Honda’s film unforgettably asserts that “humans are weak animals” whose grim fate is unavoidable. This is never more true than during the chilling scene where a widow crouches amid the flaming Tokyo rubble with her young children and comforts them by saying, “We’ll be with Daddy soon.” Gojira climaxes with an interspecies murder-suicide followed by a stern warning about environmental devastation from an aging, Lorax-like scientist. It’s clever enough to leave room for a sequel, but it’s downbeat enough to make people wonder whether they really want another sobering ecological nightmare.
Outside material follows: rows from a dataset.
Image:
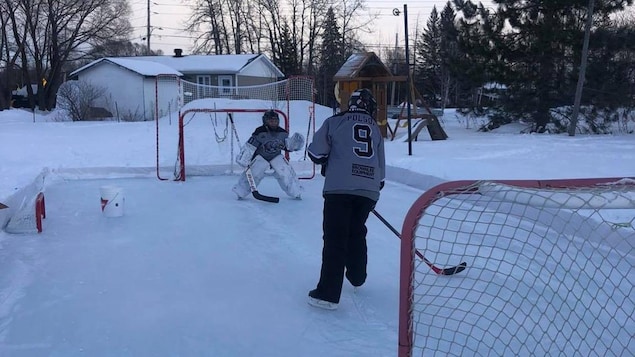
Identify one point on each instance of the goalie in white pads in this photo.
(263, 150)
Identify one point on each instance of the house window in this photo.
(204, 86)
(226, 84)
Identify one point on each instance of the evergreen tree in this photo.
(531, 43)
(428, 65)
(332, 57)
(288, 61)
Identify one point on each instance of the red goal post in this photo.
(550, 269)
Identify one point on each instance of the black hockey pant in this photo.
(344, 227)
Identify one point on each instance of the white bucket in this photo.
(112, 201)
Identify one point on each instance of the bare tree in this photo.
(284, 29)
(54, 33)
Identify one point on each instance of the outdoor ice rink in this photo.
(189, 270)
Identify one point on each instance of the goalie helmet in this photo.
(362, 100)
(270, 119)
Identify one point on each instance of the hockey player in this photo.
(350, 148)
(263, 150)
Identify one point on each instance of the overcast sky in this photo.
(170, 16)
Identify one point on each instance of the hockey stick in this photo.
(441, 271)
(254, 190)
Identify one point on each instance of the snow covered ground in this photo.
(191, 271)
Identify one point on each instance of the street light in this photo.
(396, 12)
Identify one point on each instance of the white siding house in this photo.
(130, 87)
(130, 81)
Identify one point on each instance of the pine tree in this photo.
(530, 45)
(289, 57)
(332, 57)
(428, 66)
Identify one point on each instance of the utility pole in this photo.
(582, 72)
(148, 32)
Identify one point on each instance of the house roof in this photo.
(208, 64)
(144, 68)
(365, 64)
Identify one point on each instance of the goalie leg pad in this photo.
(258, 167)
(287, 179)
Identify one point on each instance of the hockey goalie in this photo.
(263, 151)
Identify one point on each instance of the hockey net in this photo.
(550, 269)
(202, 132)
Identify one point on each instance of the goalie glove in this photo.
(246, 154)
(294, 142)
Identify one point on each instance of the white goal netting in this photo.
(549, 269)
(212, 123)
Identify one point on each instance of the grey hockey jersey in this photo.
(269, 143)
(353, 148)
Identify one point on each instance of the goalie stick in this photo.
(440, 271)
(254, 190)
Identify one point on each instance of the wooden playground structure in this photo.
(419, 121)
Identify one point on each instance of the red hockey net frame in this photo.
(549, 269)
(296, 94)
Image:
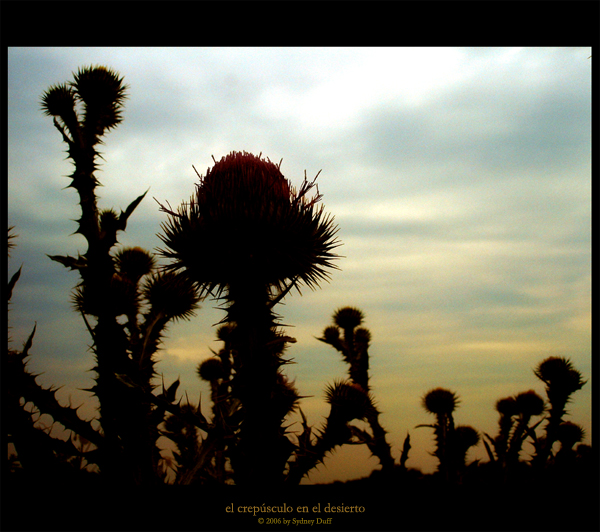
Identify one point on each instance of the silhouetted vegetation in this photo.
(266, 239)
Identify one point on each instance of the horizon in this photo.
(460, 182)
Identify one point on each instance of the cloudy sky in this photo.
(460, 179)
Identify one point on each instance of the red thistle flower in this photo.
(246, 221)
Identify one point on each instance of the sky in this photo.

Releasing a contemporary American blockbuster that condemns the impieties of progress as vigorously as Honda’s film is all but unthinkable. Yet the subtext is part of the Godzilla myth; ignoring it altogether causes just as many problems. If the filmmakers want to stage a simplified conflict between good monsters and bad ones, then Godzilla’s frightening independence and agency lose all meaning. This all-powerful creature shrinks and becomes a scaly, prehistoric Rin Tin Tin that answers the bell for mankind whenever Mothra or King Ghidorah start poking around.
With the 2014 Godzilla, director Gareth Edwards and his team of technicians seem aware of the traps and contradictions of the Godzilla mythology, and they split the difference between scary and silly better than you might expect. Their monster is a big, pear-shaped, angry old cuss whose status as an apex predator in a world of enormous, ornery super-beasts unintentionally works in mankind’s favor. But since Godzilla is not human, he feels no remorse for the buildings he topples and the hordes of screaming, terrified people he steps on. The destruction he leaves behind is the price we pay for security — a message relayed through an overhead shot of Godzilla swimming from Hawaii to the mainland while flanked by a pair of Naval battleships.
Edwards keeps his ill-tempered star hidden from view for as long as he can — a visual strategy as old as the classic horror and sci-fi movies he draws from. This secrecy is apparent during Godzilla‘s opening credits, which wed historical photographs of atomic bomb explosions to blocks of text that are quickly redacted as though they conveyed sensitive classified information. (However, the only full credit I got before it was blacked out was “Produced by the fire-breathing Thomas Tull,” which probably means that this is one of the movie’s only jokes.)
Off-screen sounds and blurry photos are parceled out sparingly, and the first appearance of something inhuman is actually a sly fake out: the huge, glowing curlicue emitting radioactive pulses in an abandoned Japanese city is actually a “Massive Unidentified Terrestrial Object” or MUTO, an enormous pointy-headed insectile thing that snacks on warheads and glides around like a leathery stealth bomber.
My favorite example of Edwards’ tendency to withhold what people most want to see occurs just before Godzilla’s big reveal, when the Army fires off a round of flares to see what’s causing all the commotion. The flares soar up into the sky, but they only reveal part of Godzilla’s hindquarters; the full sight of him is still too much to absorb at once.
Those twin senses of moderation and awe fuel the best stretches of the movie. Forget about its all-star cast of puny humans (Juliette Binoche, Ken Watanabe, Sally Hawkins, Bryan Cranston, Elizabeth Olsen, and others), who exist largely to fill in plot holes. Godzilla is about imagery, and its shadowy visual poetry excels whenever Edwards and company try to convey the world-flipping emotional impact of an average person coming face to face with something out of a prehistoric creation myth. There’s a great shot from the point of view of an indefatigable military man (Aaron Taylor-Johnson) who parachutes into San Francisco and passes by the expanse of Godzilla’s spiny backside before touching down. First, you hear his heavy breathing. Then, almost involuntarily, you start to share his breathlessness.
That moment of fearful excitement sustains you all the way through the final battle, which takes place under the kind of malevolent grey skies that portend the end of history. The monsters have some tricks up their sleeves, and the fight and its aftermath manage to evoke some real pathos. But when it’s all over, it will be hard to suppress a cheer, or a roar, of victory.